Vocally, he is recognizably himself, though without the gravitas of later years. The up-tempo "I Be Bound to Write You" is a version of Waters' early signature tune, "I Be's Troubled" (in Chicago it became "I Can't Be Satisfied"). "You Gonna Miss Me When I'm Gone," a slow shuffle, sounds like Robert Johnson's "Come on in My Kitchen," but without Johnson's edge of panic. Even in his mid-20s, Muddy Waters has a reassuring solidity.

The revelation to most listeners will be Son House, whom blues fans know either as a stiff-fingered old man past his prime (he was rediscovered in 1965) or from a half-dozen abysmally recorded 78s made in 1930. When Lomax found House, the singer was 39 and at the top of his form.

While the voices of most Delta bluesmen have a liquid pliancy (except Charley Patton's, which sounds like a buzz saw), House's rings like burnished iron. Although the dominant emotion in his songs is anguish, it sounds somehow involuntary, wrenched from inside. House's three solo performances are worth the price of the CD (and there's more to come: eventually, an entire CD of House's 1941-42 recordings).

But the track that makes this album indispensable is the last one, "Walking Blues," featuring House singing and whaling away on rhythm guitar; Willie Brown on lead guitar (not the William Brown mentioned above but the legendary musician invoked by Robert Johnson -- "tell my friend boy Willie Brown" -- in Johnson's "Crossroads Blues"); Fiddlin' Joe Martin playing lickety-split mandolin runs and yelling encouragement, and Leroy Williams on harmonica.

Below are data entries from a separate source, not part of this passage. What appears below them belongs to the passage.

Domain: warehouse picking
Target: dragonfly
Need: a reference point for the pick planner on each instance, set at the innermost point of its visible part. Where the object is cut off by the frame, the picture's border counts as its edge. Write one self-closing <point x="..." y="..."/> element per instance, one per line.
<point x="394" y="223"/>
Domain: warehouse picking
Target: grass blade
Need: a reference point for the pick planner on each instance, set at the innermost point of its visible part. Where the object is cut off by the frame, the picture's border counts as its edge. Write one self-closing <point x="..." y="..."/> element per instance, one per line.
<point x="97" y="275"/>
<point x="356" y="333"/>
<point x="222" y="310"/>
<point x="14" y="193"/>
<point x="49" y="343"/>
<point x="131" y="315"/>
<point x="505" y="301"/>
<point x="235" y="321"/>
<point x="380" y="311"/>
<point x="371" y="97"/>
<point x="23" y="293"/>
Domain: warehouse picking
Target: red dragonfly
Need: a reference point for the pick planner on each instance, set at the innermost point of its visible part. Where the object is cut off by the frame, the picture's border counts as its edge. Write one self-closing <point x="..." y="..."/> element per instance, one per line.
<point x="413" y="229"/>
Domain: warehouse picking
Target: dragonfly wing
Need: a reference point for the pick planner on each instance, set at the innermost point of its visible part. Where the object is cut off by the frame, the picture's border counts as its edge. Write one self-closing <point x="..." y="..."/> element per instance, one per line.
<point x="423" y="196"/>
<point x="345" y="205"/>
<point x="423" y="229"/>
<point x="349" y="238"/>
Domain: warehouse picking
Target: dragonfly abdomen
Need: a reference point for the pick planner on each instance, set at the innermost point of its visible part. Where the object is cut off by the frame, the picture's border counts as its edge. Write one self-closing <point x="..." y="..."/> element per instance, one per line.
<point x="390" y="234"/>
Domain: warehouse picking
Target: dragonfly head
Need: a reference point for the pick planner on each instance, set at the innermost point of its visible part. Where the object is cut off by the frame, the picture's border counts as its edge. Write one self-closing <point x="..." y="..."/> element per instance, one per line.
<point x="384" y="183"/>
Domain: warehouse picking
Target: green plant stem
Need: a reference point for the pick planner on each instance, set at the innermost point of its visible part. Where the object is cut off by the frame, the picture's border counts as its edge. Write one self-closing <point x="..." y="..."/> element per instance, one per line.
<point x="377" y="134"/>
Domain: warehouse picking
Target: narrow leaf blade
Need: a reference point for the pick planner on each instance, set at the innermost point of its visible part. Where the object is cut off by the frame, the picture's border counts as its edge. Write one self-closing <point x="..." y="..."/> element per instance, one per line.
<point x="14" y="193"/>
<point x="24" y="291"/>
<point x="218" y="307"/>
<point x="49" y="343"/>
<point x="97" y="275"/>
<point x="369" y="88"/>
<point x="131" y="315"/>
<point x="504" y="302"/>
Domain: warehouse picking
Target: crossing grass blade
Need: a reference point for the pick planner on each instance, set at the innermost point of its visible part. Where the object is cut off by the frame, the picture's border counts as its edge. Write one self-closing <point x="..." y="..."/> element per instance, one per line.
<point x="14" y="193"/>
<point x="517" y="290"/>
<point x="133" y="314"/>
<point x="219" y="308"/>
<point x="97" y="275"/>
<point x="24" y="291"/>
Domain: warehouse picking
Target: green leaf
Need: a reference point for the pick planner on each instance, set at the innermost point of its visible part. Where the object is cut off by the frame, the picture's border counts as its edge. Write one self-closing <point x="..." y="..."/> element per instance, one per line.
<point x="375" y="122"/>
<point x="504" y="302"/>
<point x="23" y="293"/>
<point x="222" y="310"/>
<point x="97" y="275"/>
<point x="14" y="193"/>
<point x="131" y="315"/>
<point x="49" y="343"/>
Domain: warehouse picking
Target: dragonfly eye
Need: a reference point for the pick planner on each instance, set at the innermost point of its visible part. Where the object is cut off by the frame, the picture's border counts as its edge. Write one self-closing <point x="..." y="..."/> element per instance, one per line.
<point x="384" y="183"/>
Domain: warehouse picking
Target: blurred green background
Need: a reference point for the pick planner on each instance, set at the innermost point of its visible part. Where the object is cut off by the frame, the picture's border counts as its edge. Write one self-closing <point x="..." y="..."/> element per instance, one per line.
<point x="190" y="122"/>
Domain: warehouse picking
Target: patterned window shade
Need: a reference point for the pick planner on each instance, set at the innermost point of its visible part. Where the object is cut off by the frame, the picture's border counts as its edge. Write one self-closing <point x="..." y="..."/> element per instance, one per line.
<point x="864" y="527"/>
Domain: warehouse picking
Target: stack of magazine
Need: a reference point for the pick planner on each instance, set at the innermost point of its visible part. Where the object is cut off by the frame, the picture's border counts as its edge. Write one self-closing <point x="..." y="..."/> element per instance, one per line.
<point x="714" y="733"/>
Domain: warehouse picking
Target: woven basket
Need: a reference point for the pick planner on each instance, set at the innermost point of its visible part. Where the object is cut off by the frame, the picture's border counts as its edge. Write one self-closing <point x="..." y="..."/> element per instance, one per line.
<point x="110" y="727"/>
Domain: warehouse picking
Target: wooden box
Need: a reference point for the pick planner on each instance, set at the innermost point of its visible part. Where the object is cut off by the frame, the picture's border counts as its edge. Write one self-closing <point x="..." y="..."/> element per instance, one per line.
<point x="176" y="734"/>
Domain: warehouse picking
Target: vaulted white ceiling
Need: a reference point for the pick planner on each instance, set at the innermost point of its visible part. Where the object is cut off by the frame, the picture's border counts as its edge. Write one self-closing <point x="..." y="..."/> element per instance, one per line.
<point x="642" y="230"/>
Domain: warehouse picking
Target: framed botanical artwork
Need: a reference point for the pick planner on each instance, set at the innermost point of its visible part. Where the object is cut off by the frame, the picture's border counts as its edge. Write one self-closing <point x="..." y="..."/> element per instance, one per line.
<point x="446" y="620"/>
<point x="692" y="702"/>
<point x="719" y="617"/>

"Of all my times with the blues, this was the best one," Lomax wrote later, "better than Leadbelly, better than Josh White, Sonny Terry, and all the rest of them."

"Walking Blues" swaggers infectiously, an unamplified portent of the electric blues that would rock post-war America. But post-war America was light years away from the feudal cotton kingdom into which Alan Lomax of Washington came barrelling, armed with a recording machine, immense curiosity and the instinct that led him unerringly -- as it had before and would again -- to several of the most splendid American performers of the century.